Your desire to make “fast” wings for racing involves a lot more than a laminar flow airfoil. The laminar flow (six series) airfoils do in fact have exceptional low drag coefficients at relatively low angles of attack. However at larger angles, they are not any better (and sometimes worse) than more conventional shapes. Such varied airplanes as the P-51 and the low wing piper aircraft use a laminar flow airfoil. In both cases low drag in cruise is an important design parameter, the P-51 as a long range bomber escort, and the Piper as a traveling machine. For flat out straight away speed where the angle of attack can be kept in the drag “bucket” they can be a good choice. However for something like pylon racing, any gain in the straight away will likely be lost in the turns where operation at high angles increases drag significantly.

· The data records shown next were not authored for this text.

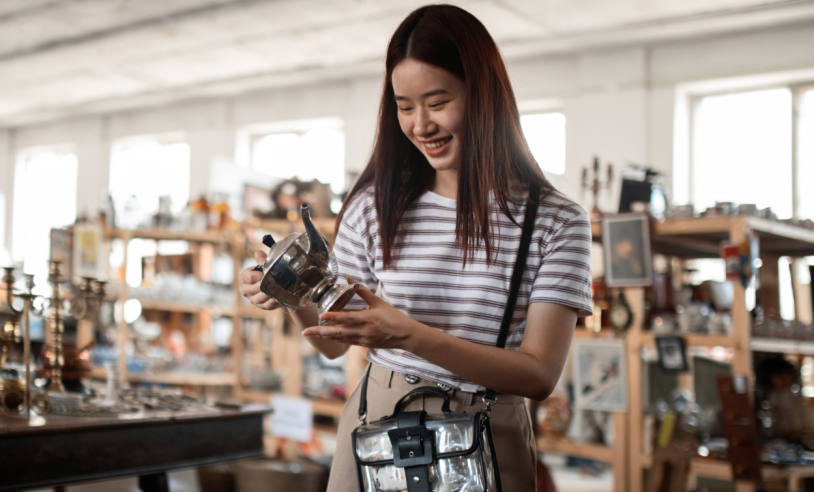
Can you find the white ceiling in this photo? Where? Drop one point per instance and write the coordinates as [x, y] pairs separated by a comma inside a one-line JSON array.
[[64, 57]]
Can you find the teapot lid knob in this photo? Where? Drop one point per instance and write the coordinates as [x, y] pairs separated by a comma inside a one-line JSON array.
[[268, 241]]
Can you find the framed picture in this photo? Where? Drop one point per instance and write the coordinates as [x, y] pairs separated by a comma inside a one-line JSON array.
[[600, 375], [627, 253], [672, 354], [88, 252]]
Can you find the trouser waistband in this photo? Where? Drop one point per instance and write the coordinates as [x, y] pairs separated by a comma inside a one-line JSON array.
[[399, 380]]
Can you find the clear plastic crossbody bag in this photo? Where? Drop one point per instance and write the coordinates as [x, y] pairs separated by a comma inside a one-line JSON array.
[[411, 451], [454, 452]]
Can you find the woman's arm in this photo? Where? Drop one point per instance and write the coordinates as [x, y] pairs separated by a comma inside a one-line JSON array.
[[532, 372]]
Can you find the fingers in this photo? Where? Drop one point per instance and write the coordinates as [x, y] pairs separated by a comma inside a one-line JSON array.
[[260, 258], [334, 333], [347, 318]]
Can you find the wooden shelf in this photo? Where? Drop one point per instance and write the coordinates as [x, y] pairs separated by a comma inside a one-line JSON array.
[[209, 236], [567, 447], [176, 378], [781, 346], [702, 237], [246, 311], [328, 408], [692, 339], [326, 226], [586, 334], [722, 470]]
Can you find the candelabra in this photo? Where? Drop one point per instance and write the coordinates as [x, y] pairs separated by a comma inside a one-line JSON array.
[[23, 393], [595, 185]]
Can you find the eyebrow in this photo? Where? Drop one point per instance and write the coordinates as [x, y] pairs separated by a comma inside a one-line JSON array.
[[433, 92]]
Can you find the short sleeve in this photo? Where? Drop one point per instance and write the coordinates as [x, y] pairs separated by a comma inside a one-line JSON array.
[[564, 276], [354, 256]]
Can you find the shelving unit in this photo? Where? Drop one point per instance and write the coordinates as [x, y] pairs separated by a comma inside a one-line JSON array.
[[286, 343], [690, 239], [701, 238]]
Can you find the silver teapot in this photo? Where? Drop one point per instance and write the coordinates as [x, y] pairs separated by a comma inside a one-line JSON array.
[[301, 271]]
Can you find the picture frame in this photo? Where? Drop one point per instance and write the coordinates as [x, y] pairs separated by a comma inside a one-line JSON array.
[[89, 258], [672, 354], [626, 248], [600, 375]]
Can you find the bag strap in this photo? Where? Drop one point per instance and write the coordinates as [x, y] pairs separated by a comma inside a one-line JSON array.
[[517, 276], [514, 289]]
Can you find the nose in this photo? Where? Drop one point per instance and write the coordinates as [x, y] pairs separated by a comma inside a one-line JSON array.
[[423, 124]]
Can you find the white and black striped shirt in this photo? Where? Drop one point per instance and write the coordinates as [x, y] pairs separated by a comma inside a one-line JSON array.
[[429, 283]]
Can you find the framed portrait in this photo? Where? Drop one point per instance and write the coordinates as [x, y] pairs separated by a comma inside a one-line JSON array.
[[89, 258], [627, 253], [600, 375], [672, 354]]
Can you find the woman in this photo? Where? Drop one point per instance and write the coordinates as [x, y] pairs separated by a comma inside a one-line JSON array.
[[436, 219]]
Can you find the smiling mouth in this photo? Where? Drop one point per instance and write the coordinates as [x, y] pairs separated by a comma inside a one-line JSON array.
[[437, 144]]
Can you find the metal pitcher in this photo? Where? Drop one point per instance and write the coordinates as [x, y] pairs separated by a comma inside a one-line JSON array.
[[301, 271]]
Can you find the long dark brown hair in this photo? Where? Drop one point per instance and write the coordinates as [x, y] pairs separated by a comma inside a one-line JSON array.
[[495, 158]]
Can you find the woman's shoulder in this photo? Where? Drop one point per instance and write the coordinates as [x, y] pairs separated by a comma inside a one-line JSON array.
[[556, 207]]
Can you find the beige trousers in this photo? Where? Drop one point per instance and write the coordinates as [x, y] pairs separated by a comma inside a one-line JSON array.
[[511, 426]]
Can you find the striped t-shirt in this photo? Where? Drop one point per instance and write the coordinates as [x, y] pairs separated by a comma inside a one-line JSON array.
[[428, 282]]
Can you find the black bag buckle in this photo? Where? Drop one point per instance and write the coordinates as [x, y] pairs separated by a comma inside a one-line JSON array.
[[412, 446]]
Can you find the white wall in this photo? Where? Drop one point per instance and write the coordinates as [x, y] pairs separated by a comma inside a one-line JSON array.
[[619, 103]]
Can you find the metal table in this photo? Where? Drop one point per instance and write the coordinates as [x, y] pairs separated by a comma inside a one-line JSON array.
[[54, 451]]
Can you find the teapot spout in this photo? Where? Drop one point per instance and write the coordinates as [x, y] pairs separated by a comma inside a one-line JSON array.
[[318, 249]]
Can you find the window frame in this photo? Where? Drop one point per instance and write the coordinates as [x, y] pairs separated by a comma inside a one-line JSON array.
[[16, 202], [167, 138], [546, 106], [688, 99]]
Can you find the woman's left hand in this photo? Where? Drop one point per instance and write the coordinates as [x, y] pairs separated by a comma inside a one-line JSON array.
[[380, 326]]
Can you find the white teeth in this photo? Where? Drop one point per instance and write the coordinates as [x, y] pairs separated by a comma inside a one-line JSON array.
[[438, 144]]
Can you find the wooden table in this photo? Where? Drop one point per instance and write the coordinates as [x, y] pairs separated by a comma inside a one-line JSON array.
[[54, 451]]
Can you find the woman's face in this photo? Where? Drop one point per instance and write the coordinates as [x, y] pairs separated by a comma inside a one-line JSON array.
[[431, 111]]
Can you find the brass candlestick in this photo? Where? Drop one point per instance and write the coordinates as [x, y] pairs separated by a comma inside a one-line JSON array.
[[56, 359], [9, 337], [595, 185], [41, 403]]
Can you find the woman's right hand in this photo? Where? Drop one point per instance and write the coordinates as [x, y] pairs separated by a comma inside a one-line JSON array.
[[249, 282]]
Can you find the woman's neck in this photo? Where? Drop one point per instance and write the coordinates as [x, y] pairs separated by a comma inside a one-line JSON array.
[[445, 183]]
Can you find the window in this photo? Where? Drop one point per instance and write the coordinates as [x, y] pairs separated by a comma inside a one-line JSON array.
[[545, 134], [148, 169], [805, 155], [317, 153], [742, 151], [44, 198]]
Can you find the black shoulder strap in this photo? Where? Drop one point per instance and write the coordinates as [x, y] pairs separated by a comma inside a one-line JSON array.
[[517, 274], [514, 289]]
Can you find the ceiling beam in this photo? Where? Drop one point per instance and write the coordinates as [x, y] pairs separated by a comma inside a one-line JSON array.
[[110, 32]]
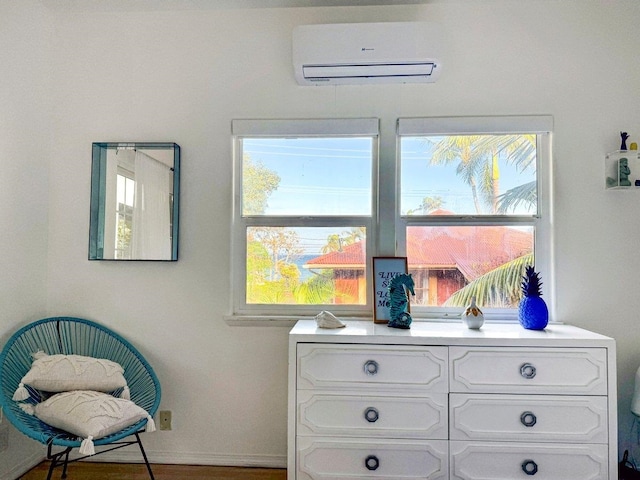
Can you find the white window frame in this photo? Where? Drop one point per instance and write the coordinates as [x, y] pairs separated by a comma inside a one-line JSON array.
[[254, 128], [542, 126]]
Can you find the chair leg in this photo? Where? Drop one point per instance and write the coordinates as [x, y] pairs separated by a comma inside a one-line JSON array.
[[55, 461], [144, 455], [66, 464]]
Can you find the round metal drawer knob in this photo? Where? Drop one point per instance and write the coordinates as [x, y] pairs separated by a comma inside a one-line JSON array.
[[529, 467], [371, 367], [372, 462], [371, 414], [528, 419], [527, 370]]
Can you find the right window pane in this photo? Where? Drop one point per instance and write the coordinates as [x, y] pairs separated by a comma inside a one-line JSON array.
[[469, 175], [471, 209], [450, 264]]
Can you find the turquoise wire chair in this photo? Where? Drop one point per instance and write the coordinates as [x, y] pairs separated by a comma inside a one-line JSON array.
[[68, 335]]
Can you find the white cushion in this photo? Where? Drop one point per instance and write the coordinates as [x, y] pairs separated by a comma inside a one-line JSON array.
[[60, 373], [90, 415]]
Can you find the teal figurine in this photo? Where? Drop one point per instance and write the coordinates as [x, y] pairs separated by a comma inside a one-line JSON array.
[[533, 313], [624, 172], [399, 301]]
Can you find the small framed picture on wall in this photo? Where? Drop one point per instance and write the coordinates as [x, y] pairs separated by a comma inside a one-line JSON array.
[[384, 269]]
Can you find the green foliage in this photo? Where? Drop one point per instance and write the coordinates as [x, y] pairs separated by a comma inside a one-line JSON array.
[[258, 182], [318, 290], [496, 287]]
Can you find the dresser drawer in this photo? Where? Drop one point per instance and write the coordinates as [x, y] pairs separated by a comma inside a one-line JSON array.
[[509, 461], [327, 459], [372, 416], [368, 367], [529, 418], [521, 370]]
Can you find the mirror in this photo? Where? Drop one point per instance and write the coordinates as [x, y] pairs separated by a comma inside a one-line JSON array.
[[134, 201]]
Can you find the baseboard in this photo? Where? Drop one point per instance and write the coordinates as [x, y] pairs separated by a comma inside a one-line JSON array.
[[24, 466], [264, 461]]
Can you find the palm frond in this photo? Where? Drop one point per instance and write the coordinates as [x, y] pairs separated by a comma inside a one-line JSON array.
[[500, 286]]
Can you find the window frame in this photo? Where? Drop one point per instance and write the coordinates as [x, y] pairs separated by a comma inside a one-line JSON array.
[[386, 227], [275, 128], [541, 221]]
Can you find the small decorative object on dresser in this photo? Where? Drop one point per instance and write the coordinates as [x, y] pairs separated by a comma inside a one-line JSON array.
[[623, 140], [473, 316], [328, 320], [532, 311], [399, 301], [384, 270]]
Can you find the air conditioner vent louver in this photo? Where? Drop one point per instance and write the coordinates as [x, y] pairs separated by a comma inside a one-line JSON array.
[[365, 53]]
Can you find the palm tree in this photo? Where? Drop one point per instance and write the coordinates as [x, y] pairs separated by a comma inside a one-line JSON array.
[[498, 287], [478, 163], [478, 166]]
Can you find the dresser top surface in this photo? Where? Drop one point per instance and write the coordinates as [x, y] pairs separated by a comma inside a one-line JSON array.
[[443, 333]]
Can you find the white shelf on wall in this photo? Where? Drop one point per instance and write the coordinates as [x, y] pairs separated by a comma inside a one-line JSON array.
[[613, 180]]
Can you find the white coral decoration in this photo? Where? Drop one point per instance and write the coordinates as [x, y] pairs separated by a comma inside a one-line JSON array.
[[328, 320]]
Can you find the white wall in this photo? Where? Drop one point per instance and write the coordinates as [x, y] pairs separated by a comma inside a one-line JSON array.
[[25, 123], [183, 75]]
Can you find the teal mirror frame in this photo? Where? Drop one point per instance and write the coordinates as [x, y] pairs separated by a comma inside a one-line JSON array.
[[102, 152]]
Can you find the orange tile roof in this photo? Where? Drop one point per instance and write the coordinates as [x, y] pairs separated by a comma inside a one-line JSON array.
[[445, 247]]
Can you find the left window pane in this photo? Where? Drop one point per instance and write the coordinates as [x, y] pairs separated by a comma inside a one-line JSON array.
[[306, 176], [306, 265]]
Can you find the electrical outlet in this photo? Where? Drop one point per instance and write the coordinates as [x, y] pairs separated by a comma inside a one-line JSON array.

Radio control models are constantly turning to keep the aircraft in the confines of the airfield with little time spent in straight flight. For such a flight profile, there is little to be gained with the laminar flow airfoils, especially since a slightly cambered airfoil with the maximum thickness a little farther forward usually gives better overall performance in turning flight. Since you mentioned giant scale, you can’t go far wrong using the scale airfoil. The AT-6 uses a slightly cambered airfoil that should work as good as any for a model.

To go fast (assuming the engine size is a given) keeping the weight as low as practical will be more effective than almost anything else you can do. Light wing loading and high power loading are the two most important ingredients for speed. Some areas of possible drag reduction include engine cowling, wing/fuselage interference, landing gear, etc. You must evaluate the drag reduction vs the added weight. These modifications may be limited in a scale model.

As to tail surfaces, it’s hard to beat the conventional slab design. It’s simple light and pretty low drag. That being said, if you use an airfoil section for the tail surfaces, a modified laminar flow with the maximum thickness at about 50% makes some sense as the tail surfaces operate at quit low angles of attack. I say modified because the “cusp” trailing edge typical of the laminar flow series airfoils is not particularly suitable for control surfaces. Since the drag of the tail surfaces is a small part of the airplanes overall drag, don’t expect too much improvement.